III.B)Os direitos Humanos e a Constituição Imperial.

As primeiras Constituições brasileiras versaram, basicamente, sobre os direitos de 1a geração (Direitos civis e políticos), que são aqueles que exigem uma atuação negativa por parte do Estado.

Pode-se dizer que a Constituição imperial consagrou os principais Direitos Humanos, como então eram reconhecidos. Por um lado, foi uma Constituição liberal, no reconhecimento de direitos; por outro, porém, foi bastante autoritária, devido à concentração de poderes nas mãos do Imperador, resultante do Poder Moderador.

Seguindo os passos da Declaração dos direitos do Homem e do Cidadão, decretada pela Assembléia Nacional Francesa em 1789, a Constituição imperial brasileira afirmou que a inviolabilidade dos direitos civis e políticos tinha por base a liberdade, a segurança individual e a propriedade (art.179).
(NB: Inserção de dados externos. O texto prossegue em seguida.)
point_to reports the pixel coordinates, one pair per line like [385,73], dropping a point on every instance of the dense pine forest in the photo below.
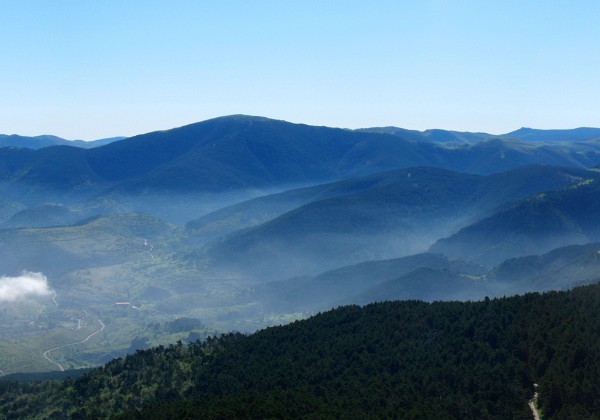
[405,359]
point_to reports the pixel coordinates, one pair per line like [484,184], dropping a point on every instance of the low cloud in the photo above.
[24,286]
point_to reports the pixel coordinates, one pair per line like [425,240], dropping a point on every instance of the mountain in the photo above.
[43,215]
[559,269]
[349,285]
[241,153]
[573,135]
[533,226]
[55,251]
[398,359]
[397,213]
[39,142]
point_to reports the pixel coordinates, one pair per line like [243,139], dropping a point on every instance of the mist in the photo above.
[25,286]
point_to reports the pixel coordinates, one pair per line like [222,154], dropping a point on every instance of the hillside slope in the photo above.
[394,359]
[397,213]
[533,226]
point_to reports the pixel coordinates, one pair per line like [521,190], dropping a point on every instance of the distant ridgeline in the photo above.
[405,359]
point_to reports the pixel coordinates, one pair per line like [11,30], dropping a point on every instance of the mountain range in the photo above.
[245,222]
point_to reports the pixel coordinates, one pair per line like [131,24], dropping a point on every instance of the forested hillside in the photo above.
[394,359]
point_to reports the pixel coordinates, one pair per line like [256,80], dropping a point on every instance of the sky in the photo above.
[89,69]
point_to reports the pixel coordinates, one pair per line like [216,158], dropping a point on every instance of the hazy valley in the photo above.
[239,223]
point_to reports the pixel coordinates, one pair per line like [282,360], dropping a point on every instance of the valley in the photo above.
[231,225]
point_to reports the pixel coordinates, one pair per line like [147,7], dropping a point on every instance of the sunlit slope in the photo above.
[57,250]
[533,226]
[402,213]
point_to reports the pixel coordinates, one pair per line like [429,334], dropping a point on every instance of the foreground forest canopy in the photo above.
[240,222]
[403,359]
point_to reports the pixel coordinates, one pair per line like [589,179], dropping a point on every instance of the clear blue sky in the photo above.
[90,69]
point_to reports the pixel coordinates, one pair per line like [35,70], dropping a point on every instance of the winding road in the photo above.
[532,403]
[47,352]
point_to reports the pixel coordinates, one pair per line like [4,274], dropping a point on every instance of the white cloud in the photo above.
[26,285]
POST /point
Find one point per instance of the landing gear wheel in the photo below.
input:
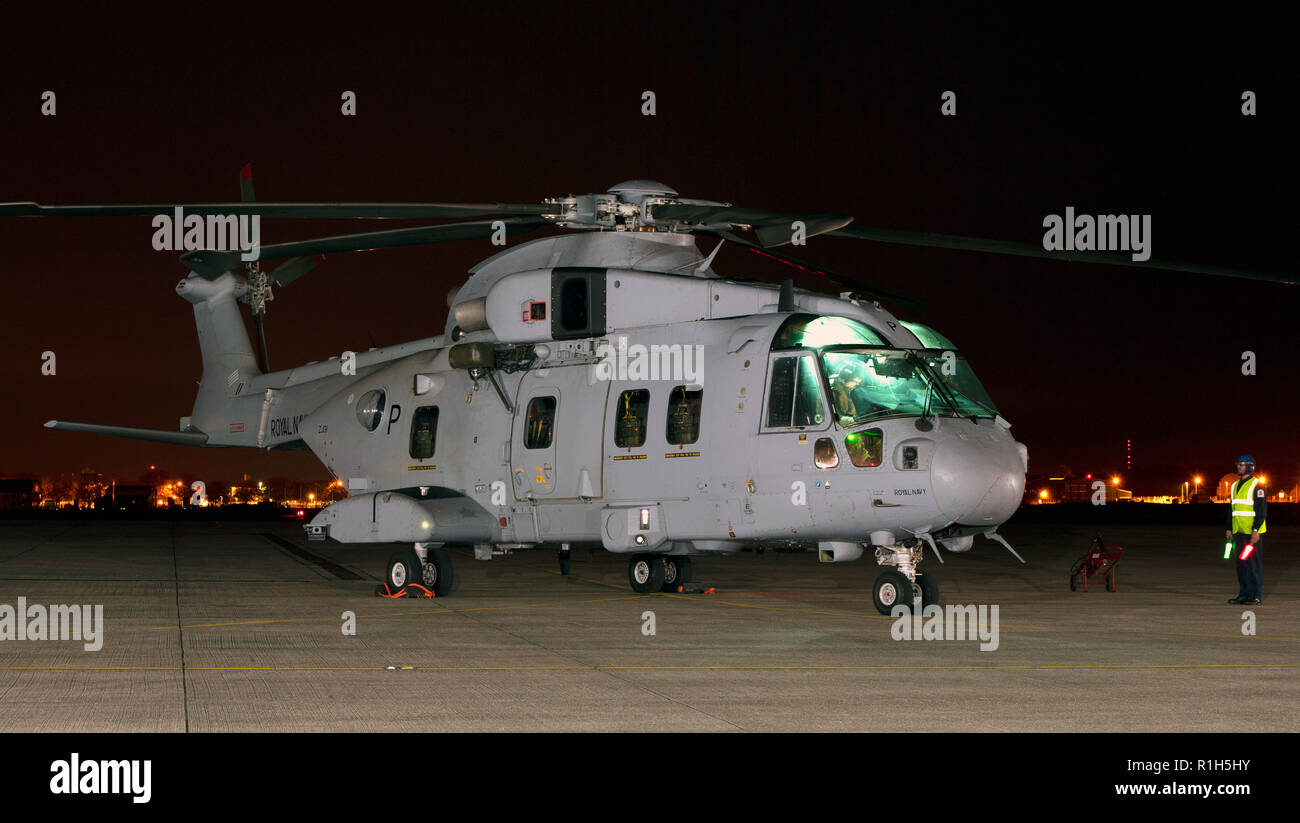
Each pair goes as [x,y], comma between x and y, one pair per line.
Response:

Omitiu, contudo o quarto direito natural e imprescritível, proclamado, ao lado desses três, pelo artigo segundo da Declaração francesa: o direito de resistência à opressão.

Do Constitucionalismo inglês herdou a vedação da destituição de magistrados pelo rei (Act of Settlement, 1701), o direito de petição, as imunidades parlamentares, a proibição de penas cruéis (Bill of rights, 1689) e o direito do homem a julgamento legal (Magna Carta, 1215).

Diferindo um pouco dos documentos norte-americanos, coerente com a opção pela forma monárquica de Governo, a Constituição de 1924 evitou mencionar a idéia de estrita vinculação de todo governo ao consentimento dos governados Baseando-se na ideologia de Locke, a propriedade e a renda mostram-se como condições fundamentais para o exercício do poder político, nesta Constituição.

As principais conquistas asseguradas pela Constituição de 1824 foram as seguintes: liberdade de expressão do pensamento, inclusive pela imprensa, independente de censura; liberdade de convicção religiosa e de culto privado, contanto que fosse respeitado a religião do Estado; igualdade de todos perante a lei; abolição dos açoites, tortura, marca de ferro quente e todas as demais penas cruéis; exigência de lei anterior e autoridade competente, para sentenciar alguém; direito de prioridade; liberdade de trabalho; instrução primária gratuita; direito de petição e de queixa, inclusive o de promover a responsabilidade dos infratores da Constituição.

IV. Constituição de 1891

IV.A) Antecedentes Históricos

Assumindo o poder, os republicanos, civis e militares, cuidaram da transformação do regime. Proclamado a República em 15 de Novembro de 1889, o Governo Provisório, por meio de Decreto no 510, de 22 de Junho de 1890, convocou eleições para a formação do Congresso Nacional e deu publicidade a projeto de texto constitucional elaborado por uma comissão composta por cinco lideranças do movimento republicano: Saldanha Marinho, Rangel Pestana, Antônio Luiz dos Santos Weeneck, Américo Brasiliense de Almeida Mello e José Antônio Pedreira de Magalhães Castro - e revisado por Rui Barbosa, Ministro da Fazenda Coube ao Congresso apreciar e votar o texto definitivo da Constituição da república dos Estados Unidos do Brasil, promulgada em 24 de Fevereiro de 1891.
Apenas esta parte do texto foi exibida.